“Well—but—we——”

“You have never before been uncharitable,” smiled Mrs. Pangborn. “Try and bear patiently with Miss Olaine. If you knew all about her you would pity her condition, I am sure. No! I cannot tell you. It is not my secret, my dear. But try to understand her better—and do, Dorothy, keep Tavia within bounds!”

The principal knew that this line of pleading would win over Dorothy Dale every time!


CHAPTER IX
AN EXPEDITION AFOOT

“Yes,” said Miss Olaine, who became deeply interested when she thought she had the attention of her class, and the matter under discussion was one that appealed particularly to herself. “What we want in literature is direct and simple English.

“I wish you young ladies to mark this: Epigrams, or flowers of rhetoric, or so-called ‘fine writing,’ does not mark scholarship.
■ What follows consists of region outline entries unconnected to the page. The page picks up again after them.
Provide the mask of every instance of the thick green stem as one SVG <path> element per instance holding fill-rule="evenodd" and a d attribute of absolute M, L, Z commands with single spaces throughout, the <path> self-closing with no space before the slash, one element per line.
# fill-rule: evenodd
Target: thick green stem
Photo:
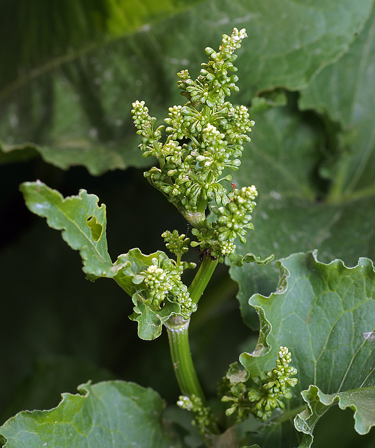
<path fill-rule="evenodd" d="M 190 352 L 188 330 L 190 319 L 181 316 L 170 318 L 164 325 L 168 331 L 169 347 L 174 373 L 181 392 L 199 397 L 205 405 L 206 398 L 195 372 Z"/>
<path fill-rule="evenodd" d="M 201 267 L 188 289 L 191 300 L 194 303 L 197 303 L 202 297 L 217 265 L 217 260 L 211 260 L 204 258 L 202 261 Z"/>

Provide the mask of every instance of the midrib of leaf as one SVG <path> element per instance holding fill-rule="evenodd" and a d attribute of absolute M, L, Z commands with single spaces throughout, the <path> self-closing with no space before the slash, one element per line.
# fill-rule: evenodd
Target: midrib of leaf
<path fill-rule="evenodd" d="M 254 152 L 256 152 L 257 157 L 259 159 L 263 159 L 265 163 L 266 163 L 268 165 L 273 166 L 275 171 L 278 171 L 283 178 L 288 181 L 288 183 L 295 185 L 296 187 L 294 189 L 295 191 L 299 191 L 303 194 L 301 196 L 298 194 L 292 194 L 291 192 L 288 192 L 287 194 L 285 194 L 285 193 L 283 193 L 284 197 L 298 199 L 301 199 L 302 197 L 311 201 L 314 200 L 315 196 L 313 193 L 306 185 L 304 185 L 298 181 L 294 176 L 292 176 L 291 171 L 287 169 L 286 165 L 283 165 L 278 163 L 275 158 L 270 154 L 268 154 L 265 151 L 258 150 L 256 145 L 253 146 L 251 150 Z"/>
<path fill-rule="evenodd" d="M 362 305 L 362 303 L 360 304 L 360 305 Z M 372 331 L 374 331 L 374 330 L 375 330 L 375 328 L 374 328 L 374 327 L 373 327 L 373 330 L 372 330 Z M 358 347 L 358 348 L 357 349 L 357 350 L 356 351 L 356 352 L 355 352 L 355 353 L 354 353 L 354 354 L 353 354 L 353 355 L 352 356 L 352 359 L 350 360 L 350 362 L 349 362 L 349 363 L 348 364 L 348 367 L 347 368 L 347 369 L 346 369 L 346 370 L 345 371 L 345 374 L 344 374 L 344 375 L 343 375 L 343 379 L 342 379 L 342 381 L 341 381 L 341 383 L 340 383 L 340 386 L 339 386 L 339 389 L 338 389 L 338 390 L 337 391 L 338 393 L 339 392 L 341 392 L 341 388 L 343 387 L 343 384 L 344 384 L 344 381 L 345 380 L 345 379 L 346 379 L 346 377 L 347 377 L 347 375 L 348 375 L 348 373 L 349 373 L 349 370 L 350 370 L 350 368 L 351 368 L 351 367 L 352 366 L 352 364 L 353 363 L 353 361 L 354 360 L 354 358 L 356 357 L 356 356 L 357 356 L 357 355 L 358 354 L 358 352 L 359 352 L 360 350 L 362 348 L 362 347 L 363 347 L 364 345 L 365 344 L 365 342 L 366 342 L 366 340 L 365 340 L 365 338 L 364 338 L 364 340 L 362 341 L 362 343 L 361 344 L 361 345 L 359 346 L 359 347 Z M 370 375 L 370 374 L 372 373 L 372 372 L 373 372 L 373 371 L 375 371 L 375 368 L 373 369 L 373 370 L 370 370 L 370 371 L 369 373 L 369 375 L 366 377 L 366 379 L 367 379 L 367 378 L 369 377 L 369 375 Z M 366 380 L 365 380 L 365 381 L 366 381 Z M 362 384 L 363 384 L 364 383 L 364 382 L 362 383 Z"/>
<path fill-rule="evenodd" d="M 206 1 L 206 0 L 202 0 L 200 2 L 204 2 L 204 1 Z M 97 41 L 87 44 L 80 48 L 74 49 L 70 51 L 69 53 L 52 59 L 45 64 L 31 69 L 25 75 L 18 78 L 12 83 L 8 84 L 4 89 L 0 91 L 0 103 L 2 102 L 7 96 L 11 95 L 25 84 L 26 84 L 29 81 L 38 78 L 47 72 L 53 70 L 63 64 L 72 62 L 81 56 L 85 56 L 96 50 L 114 44 L 116 42 L 125 39 L 126 37 L 135 35 L 142 31 L 150 30 L 150 23 L 154 23 L 158 21 L 166 20 L 181 13 L 184 10 L 191 9 L 192 8 L 192 6 L 190 5 L 184 5 L 182 7 L 179 7 L 174 12 L 171 12 L 169 14 L 165 14 L 159 19 L 150 20 L 140 26 L 130 29 L 129 31 L 122 34 L 109 36 L 104 38 L 103 40 Z"/>

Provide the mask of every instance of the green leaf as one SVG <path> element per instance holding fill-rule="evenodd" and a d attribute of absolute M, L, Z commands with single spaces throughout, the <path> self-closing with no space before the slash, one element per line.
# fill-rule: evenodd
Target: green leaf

The better understanding one has of words and their meanings, the more simply thought may be expressed.

“Do you attend me?” she added, sharply, staring straight at Tavia. “Then to-morrow each of you bring me, expressed in her own language upon paper, her consideration of what simple English means.”
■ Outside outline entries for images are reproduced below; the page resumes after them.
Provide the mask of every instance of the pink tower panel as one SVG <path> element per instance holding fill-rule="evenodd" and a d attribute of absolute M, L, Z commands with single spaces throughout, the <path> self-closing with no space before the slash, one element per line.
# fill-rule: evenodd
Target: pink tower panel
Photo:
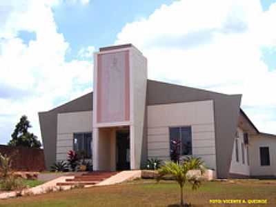
<path fill-rule="evenodd" d="M 98 55 L 98 123 L 130 120 L 129 68 L 128 51 Z"/>

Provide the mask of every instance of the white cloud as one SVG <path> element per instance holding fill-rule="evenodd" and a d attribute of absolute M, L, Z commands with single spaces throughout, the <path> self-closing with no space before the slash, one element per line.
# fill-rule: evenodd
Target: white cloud
<path fill-rule="evenodd" d="M 95 52 L 95 48 L 94 46 L 81 48 L 78 52 L 78 57 L 81 59 L 92 59 L 93 58 L 94 52 Z"/>
<path fill-rule="evenodd" d="M 276 48 L 275 25 L 276 3 L 264 12 L 258 0 L 182 0 L 127 23 L 115 43 L 139 48 L 150 79 L 242 93 L 257 126 L 276 133 L 276 70 L 262 53 Z"/>
<path fill-rule="evenodd" d="M 65 60 L 70 46 L 57 31 L 51 8 L 58 3 L 0 2 L 0 143 L 7 142 L 7 129 L 24 114 L 40 137 L 38 112 L 91 90 L 92 57 Z M 36 39 L 24 44 L 17 37 L 22 30 L 34 32 Z"/>

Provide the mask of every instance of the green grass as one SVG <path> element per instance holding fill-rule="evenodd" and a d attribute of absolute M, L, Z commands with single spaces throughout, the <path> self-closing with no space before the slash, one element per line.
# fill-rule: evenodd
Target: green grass
<path fill-rule="evenodd" d="M 29 188 L 35 187 L 43 184 L 43 183 L 44 181 L 40 180 L 22 179 L 22 184 L 26 186 L 28 186 Z"/>
<path fill-rule="evenodd" d="M 210 199 L 267 199 L 276 206 L 276 181 L 233 180 L 206 182 L 197 191 L 184 188 L 184 200 L 194 206 L 206 206 Z M 115 186 L 74 189 L 0 201 L 0 206 L 177 206 L 179 188 L 172 181 L 137 180 Z M 210 206 L 219 206 L 213 205 Z M 237 206 L 227 205 L 226 206 Z M 238 206 L 258 206 L 239 205 Z"/>

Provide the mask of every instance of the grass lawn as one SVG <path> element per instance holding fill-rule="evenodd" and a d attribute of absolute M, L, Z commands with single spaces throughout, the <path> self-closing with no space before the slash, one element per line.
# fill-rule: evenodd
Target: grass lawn
<path fill-rule="evenodd" d="M 189 188 L 188 188 L 189 187 Z M 178 186 L 171 181 L 137 180 L 115 186 L 79 188 L 0 201 L 0 206 L 177 206 Z M 276 180 L 206 182 L 198 190 L 184 189 L 184 200 L 194 206 L 208 206 L 210 199 L 267 199 L 276 206 Z M 214 204 L 212 206 L 219 206 Z M 257 206 L 257 205 L 226 205 Z"/>

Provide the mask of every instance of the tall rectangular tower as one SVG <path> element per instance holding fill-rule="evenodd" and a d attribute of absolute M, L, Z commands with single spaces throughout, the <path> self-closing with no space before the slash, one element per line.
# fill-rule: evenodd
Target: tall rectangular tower
<path fill-rule="evenodd" d="M 116 130 L 121 127 L 129 129 L 130 168 L 139 168 L 145 124 L 146 59 L 135 47 L 127 44 L 100 48 L 94 59 L 95 168 L 116 168 Z M 103 150 L 110 152 L 103 155 Z"/>

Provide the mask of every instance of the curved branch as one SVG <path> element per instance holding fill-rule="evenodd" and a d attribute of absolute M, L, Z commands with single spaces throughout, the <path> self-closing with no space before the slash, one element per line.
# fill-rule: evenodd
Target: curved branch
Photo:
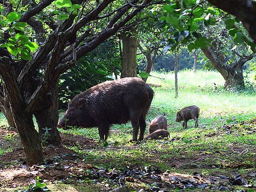
<path fill-rule="evenodd" d="M 44 0 L 42 1 L 39 4 L 33 8 L 26 12 L 19 20 L 19 22 L 25 22 L 33 16 L 39 13 L 41 11 L 50 5 L 54 0 Z"/>
<path fill-rule="evenodd" d="M 213 5 L 236 16 L 256 42 L 256 2 L 250 0 L 208 0 Z"/>
<path fill-rule="evenodd" d="M 0 57 L 0 73 L 5 82 L 10 103 L 15 105 L 16 109 L 20 110 L 23 103 L 23 98 L 13 67 L 10 64 L 10 60 L 7 57 Z"/>

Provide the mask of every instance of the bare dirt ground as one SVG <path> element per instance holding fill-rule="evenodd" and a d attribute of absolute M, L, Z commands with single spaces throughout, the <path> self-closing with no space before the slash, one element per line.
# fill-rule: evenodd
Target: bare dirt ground
<path fill-rule="evenodd" d="M 250 123 L 255 125 L 256 119 Z M 221 134 L 223 133 L 216 132 L 209 134 L 207 137 L 218 137 Z M 218 154 L 213 155 L 202 151 L 201 154 L 189 158 L 182 157 L 172 158 L 168 163 L 168 167 L 175 168 L 176 172 L 157 167 L 143 166 L 136 163 L 132 167 L 125 166 L 124 163 L 122 169 L 106 169 L 100 165 L 90 164 L 90 160 L 87 160 L 84 155 L 70 148 L 79 146 L 80 150 L 90 152 L 95 149 L 100 151 L 107 151 L 111 147 L 116 150 L 122 148 L 125 149 L 127 147 L 110 146 L 102 149 L 99 143 L 82 135 L 61 134 L 61 146 L 44 147 L 44 160 L 41 165 L 29 167 L 26 165 L 25 156 L 16 131 L 1 128 L 0 145 L 4 151 L 3 154 L 0 155 L 0 187 L 2 191 L 23 189 L 23 187 L 37 180 L 49 185 L 54 184 L 56 187 L 63 184 L 83 186 L 76 189 L 77 191 L 67 189 L 67 191 L 109 191 L 124 185 L 131 191 L 144 189 L 145 191 L 140 191 L 164 192 L 189 189 L 195 191 L 251 192 L 256 189 L 254 165 L 245 163 L 242 160 L 232 163 L 227 167 L 229 168 L 225 170 L 215 169 L 215 164 L 207 163 L 207 160 L 217 161 Z M 162 144 L 166 141 L 159 142 Z M 139 145 L 134 145 L 132 148 L 137 150 Z M 234 153 L 242 154 L 247 152 L 244 151 L 244 148 L 243 146 L 234 144 L 227 148 L 225 154 L 227 156 L 232 155 Z M 250 152 L 255 154 L 255 150 L 254 148 Z M 150 152 L 154 154 L 151 157 L 152 161 L 160 160 L 157 157 L 161 155 L 160 153 L 156 150 Z M 186 155 L 188 154 L 183 154 L 184 157 Z M 256 160 L 255 157 L 251 160 Z M 107 165 L 113 159 L 104 159 L 104 163 Z M 239 172 L 240 168 L 243 168 L 242 172 Z M 214 171 L 211 172 L 212 169 Z M 94 191 L 90 191 L 86 189 L 87 186 L 90 186 L 89 188 L 91 189 L 91 186 L 96 188 Z M 61 191 L 54 189 L 52 188 L 52 190 Z"/>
And Tavia received another “condition” for presenting and reading aloud to the class, as requested, the following:

“Those conglomerated effusions of vapid intellects, which posed in lamented attitudes as the emotional and intellectual ingredients of fictional realism, fall far short of the obvious requirements of contemporary demands and violate the traditional models of the transcendent minds of the Elizabethan era of glorious memory.”